Les possibilités de mobilité sont également fortement différenciées en fonction des nationalités. Que ce soit à Johor ou aux îles Riau, les Singapouriens bénéficient d’accords qui facilitent leur voyage. Ceux qui investissent ou résident à Iskandar ou à Batam disposent donc soit de la carte MALAISIENNE MACS (Malaysia Automated Clearance System), qui est la carte à puce indonésienne qui leur permet de passer les contrôles douaniers malaisiens et indonésiens automatiquement et beaucoup plus rapidement. D’autre part, les Indonésiens des îles Riau sont les moins mobiles, car ils peuvent très facilement se voir refuser l’entrée officielle en Malaisie et à Singapour. La frontière singapourienne conserve ainsi son rôle de filtre et de verrouillage d’entrée et seuls les Indonésiens qui peuvent attester en espèces d’un minimum de ressources financières peuvent obtenir un visa touristique.

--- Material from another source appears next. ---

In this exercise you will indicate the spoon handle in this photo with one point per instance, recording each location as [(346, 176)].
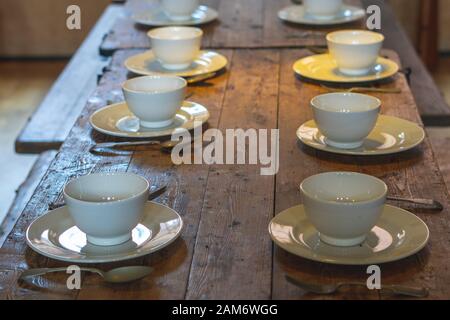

Une nouvelle frontière est même apparue entre Batam et le reste du territoire indonésien : afin de contrôler la migration , en 2001, le gouvernement local a introduit une loi, connue localement sous le nom de « Perdaduk », stipulant que toute personne souhaitant se rendre sur l’île doit avoir un garant (famille ou entreprise) et des ressources financières lui permettant d’y vivre pendant deux semaines et que, en cas d’infraction, elle serait expulsée immédiatement. Cependant, cette loi a été révisée en 2009 après avoir pris conscience de son inefficacité à freiner le flux de migrants et de la mise en place d’un système d’extorsion ciblant les nouveaux arrivants. Cependant, pour se rendre à Batam, les Indonésiens doivent encore demander une « carte de visite », valable 90 jours, comme s’ils se rendaient sur un territoire étranger.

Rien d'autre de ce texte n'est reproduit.